The dollar dipped against the yen after Kan said markets should decide currency rates, but then climbed back up when he reminded markets he had the authority to intervene in markets.
The dollar struck the day's low of 93.13 yen, falling from around 93.30 yen before Kan's remarks. The dollar then climbed back to 93.32 yen, little changed from late U.S. trade, after Kan said it was a finance minister's job to respond to currency moves.
Kan jolted markets in his first public appearance since appointed as finance minister, saying on Thursday that he hoped the yen would weaken further and that he would work with the Bank of Japan to achieve an appropriate exchange rate level.
That remark prompted a sharp slide in the currency against the dollar and a rebuke from Prime Minister Yukio Hatoyama, who said on Friday that the government should not comment on foreign exchange rates.

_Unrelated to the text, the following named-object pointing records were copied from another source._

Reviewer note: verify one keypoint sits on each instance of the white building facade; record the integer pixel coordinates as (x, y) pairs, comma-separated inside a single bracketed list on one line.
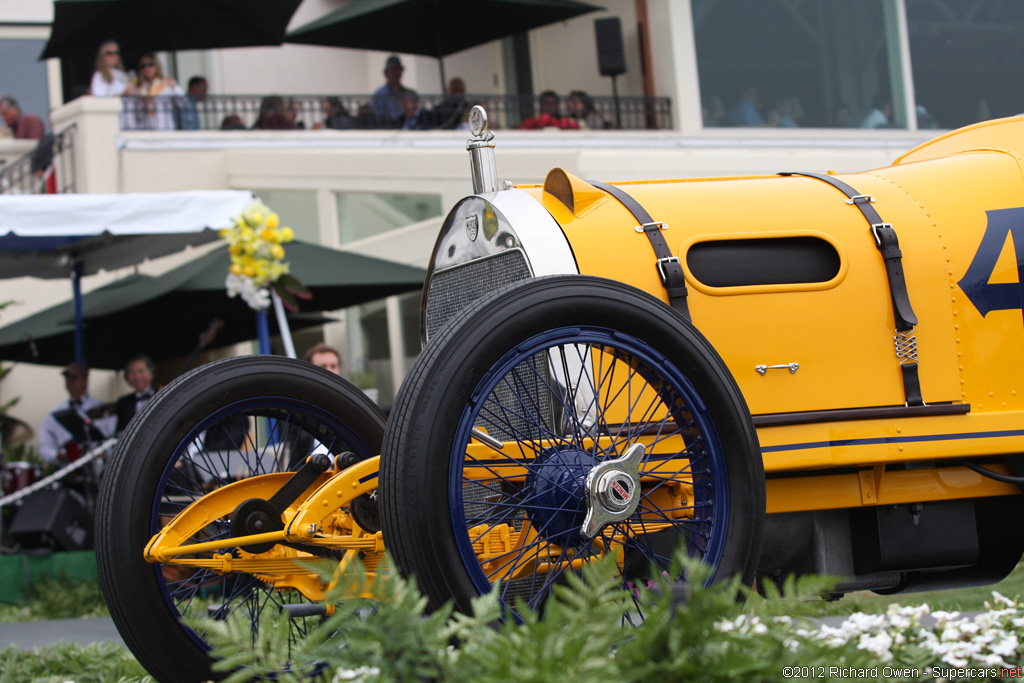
[(755, 86)]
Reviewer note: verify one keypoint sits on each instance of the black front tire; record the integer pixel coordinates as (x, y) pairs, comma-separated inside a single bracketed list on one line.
[(568, 373)]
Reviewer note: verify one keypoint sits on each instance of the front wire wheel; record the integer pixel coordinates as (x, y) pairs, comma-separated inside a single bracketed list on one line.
[(225, 422), (562, 420)]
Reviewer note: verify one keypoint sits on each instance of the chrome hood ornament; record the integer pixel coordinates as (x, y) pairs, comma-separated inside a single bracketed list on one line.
[(481, 153)]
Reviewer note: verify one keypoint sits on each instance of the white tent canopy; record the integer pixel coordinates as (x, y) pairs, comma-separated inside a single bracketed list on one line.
[(42, 236)]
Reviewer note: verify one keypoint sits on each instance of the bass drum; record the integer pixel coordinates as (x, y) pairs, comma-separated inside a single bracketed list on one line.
[(220, 423), (558, 421)]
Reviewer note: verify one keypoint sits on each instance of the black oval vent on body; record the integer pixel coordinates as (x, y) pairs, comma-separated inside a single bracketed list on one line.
[(798, 260)]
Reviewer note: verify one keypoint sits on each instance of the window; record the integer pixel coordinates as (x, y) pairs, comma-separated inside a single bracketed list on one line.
[(799, 63), (968, 60)]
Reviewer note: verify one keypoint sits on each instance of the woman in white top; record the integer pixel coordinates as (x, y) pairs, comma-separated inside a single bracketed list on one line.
[(110, 79), (156, 110)]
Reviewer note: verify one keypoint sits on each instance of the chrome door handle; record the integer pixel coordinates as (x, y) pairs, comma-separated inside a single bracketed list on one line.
[(792, 367)]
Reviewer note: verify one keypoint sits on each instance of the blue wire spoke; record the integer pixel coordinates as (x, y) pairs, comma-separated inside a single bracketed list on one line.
[(573, 424)]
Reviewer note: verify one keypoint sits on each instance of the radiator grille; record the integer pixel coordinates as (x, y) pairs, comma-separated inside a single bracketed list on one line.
[(452, 290)]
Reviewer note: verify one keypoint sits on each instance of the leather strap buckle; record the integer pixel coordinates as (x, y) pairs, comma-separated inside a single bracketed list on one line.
[(662, 262), (882, 232), (654, 225)]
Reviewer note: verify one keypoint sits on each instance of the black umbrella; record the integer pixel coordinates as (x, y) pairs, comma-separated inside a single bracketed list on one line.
[(151, 26), (163, 315), (431, 28)]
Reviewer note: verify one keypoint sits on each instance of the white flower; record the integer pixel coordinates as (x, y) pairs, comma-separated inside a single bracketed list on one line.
[(360, 674), (880, 645), (258, 298)]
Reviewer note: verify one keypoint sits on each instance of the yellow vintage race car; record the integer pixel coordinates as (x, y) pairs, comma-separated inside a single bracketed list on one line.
[(800, 373)]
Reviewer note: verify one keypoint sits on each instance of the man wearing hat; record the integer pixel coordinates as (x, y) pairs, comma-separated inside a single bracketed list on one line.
[(75, 424), (389, 98)]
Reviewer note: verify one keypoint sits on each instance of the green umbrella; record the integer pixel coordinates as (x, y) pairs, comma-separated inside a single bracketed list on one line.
[(164, 315), (431, 28)]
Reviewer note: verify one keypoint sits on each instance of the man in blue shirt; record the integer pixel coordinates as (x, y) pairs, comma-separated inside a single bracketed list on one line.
[(387, 100)]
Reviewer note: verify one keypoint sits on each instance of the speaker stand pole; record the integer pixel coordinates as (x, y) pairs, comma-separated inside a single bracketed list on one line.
[(614, 95)]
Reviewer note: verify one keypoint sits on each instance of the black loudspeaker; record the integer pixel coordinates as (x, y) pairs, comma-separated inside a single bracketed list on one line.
[(610, 57), (53, 518)]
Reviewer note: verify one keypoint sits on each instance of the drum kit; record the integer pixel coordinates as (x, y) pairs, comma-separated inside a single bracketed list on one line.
[(16, 475), (27, 500)]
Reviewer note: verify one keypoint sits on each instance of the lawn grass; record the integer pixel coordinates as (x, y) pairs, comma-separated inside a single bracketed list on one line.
[(961, 599), (56, 598)]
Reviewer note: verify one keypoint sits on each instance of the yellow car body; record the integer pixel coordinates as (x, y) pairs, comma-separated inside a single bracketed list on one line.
[(815, 356)]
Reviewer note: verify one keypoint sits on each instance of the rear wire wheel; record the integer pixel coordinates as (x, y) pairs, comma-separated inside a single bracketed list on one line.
[(223, 422), (538, 389)]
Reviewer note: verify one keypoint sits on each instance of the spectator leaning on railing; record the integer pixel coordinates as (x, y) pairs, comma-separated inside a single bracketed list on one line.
[(23, 126), (388, 100)]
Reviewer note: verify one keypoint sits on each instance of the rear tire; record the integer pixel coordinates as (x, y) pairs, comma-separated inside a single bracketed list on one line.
[(162, 464), (512, 365)]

When asked about Kan's remarks, Hatoyama said: "I think he was talking in terms of how the business community felt."
Kan, 63, formerly National Strategy Minister, was named finance minister on Wednesday, replacing 77-year-old Hirohisa Fujii, who stepped down for health reasons.
He said on Thursday that many Japanese firms were in favor of having the dollar/yen exchange rate around 95 yen, higher than the pair traded in late 2009.
It is extremely rare for a finance minister, who has jurisdiction over currency policy, to refer to specific exchange rate levels.
Hatoyama's government has suffered since taking office in September from a lack of clarity on who sets policies and a perception that ministers are speaking out of turn.
Japan's key exports industry is slowly helping the world's second-largest economy emerge from its worst post-war recession, so a weaker yen would help.
Major exporters, including Honda Motor, have complained about the high level of the yen.